New York mandated mask use on April 17, after the virus was already widespread. Weeks prior to the mandate, the number of recorded Covid cases were recorded at an all-time high of 810 cases per million residents before decreasing to 500 per million. There is nothing to indicate the mask mandate affected infection rates in any way.  

Rational Ground, a research group that used publicly available data to create these graphs and charts, released the graph showing the proliferation of new Covid cases following mask mandates.

The group said its findings underpin already existing studies showing mask usage is essentially useless. Rational Ground used Sweden and Israel as base models from which to study other geographic areas.

Sweden took nearly no precautions. While other countries were requiring masks, Covid infection rates in Sweden followed a telltale bell curve present in all other models.

In Israel, officials took the pandemic and mask mandate to an extreme. The country mandated masks early on in the pandemic on April 12 and escalated mask mandates by adding fines and restrictions. Israel just went into a second lockdown after an infection-rate spike in mid-September. Meanwhile, Sweden’s infection rate has normalized.

 

Rational Ground’s findings were backed up by another recent academic study revealing the majority of masks offer essentially no protection.

“Well, here’s a study that looked at this exact scenario,” Ian Miller, co-founder of Rational Ground, said on Twitter. “Hmm, what’s that? ‘Cloth masks were found to be ineffective’? So weird, I’ve been told they’re better than a vaccine

.”

Rational Ground found in most scenarios a sharp spike in the number of Covid cases correlated with mask mandates.

The Association of American Physicians and Surgeons (AAPS) recently said the CDC, WHO and NIH all moved too hastily toward masks and did not properly consult academic research.

“[They] recommend wearing cloth face coverings in public settings where other social-distancing measures are hard to do (e.g., grocery stores and pharmacies),” the AAPS wrote on its blog. “The recommendation was published without a single scientific paper or other information provided to support that cloth masks actually provide any respiratory protection.”

According to the AAPS, nearly all masks are ineffective, outside of the N-95 mask that is limited in quantity and regularly reserved for medical professionals. In fact, the AAPS found sweatshirts and towels used to cover one’s mouth were more effective than masks.

“Wearing masks (other than N-95) will not be effective at preventing SARS-CoV-2 transmission, whether worn as source control or as PPE,” the AAPS statement reads.

Critics are questioning CDC Director Robert Redfield’s judgment when it comes to masks.
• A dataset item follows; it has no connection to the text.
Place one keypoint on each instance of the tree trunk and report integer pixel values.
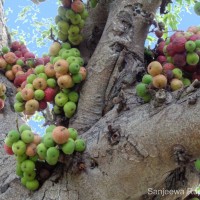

The CDC still lists “cloth face coverings” as “a critical tool” in the pandemic. 

Redfield infamously told Congress earlier this year that masks in general are more effective than a vaccine. He rolled back that claim shortly afterwards.

The CDC itself in May released findings regarding an influenza study that found masks did not work.

“[We] did not find evidence to support a protective effect of personal protective measures or environmental measures in reducing influenza transmission,” CDC researchers said in their summary.

Redfield’s tenure at the CDC has been rocky. As an appointee to the CDC, critics focused on rumors of his questionable history of involvement in the mid-1990s on an AIDS vaccine. One doctor working with him at the time called Redfield’s vaccine data either “sloppy” or “fabricated.”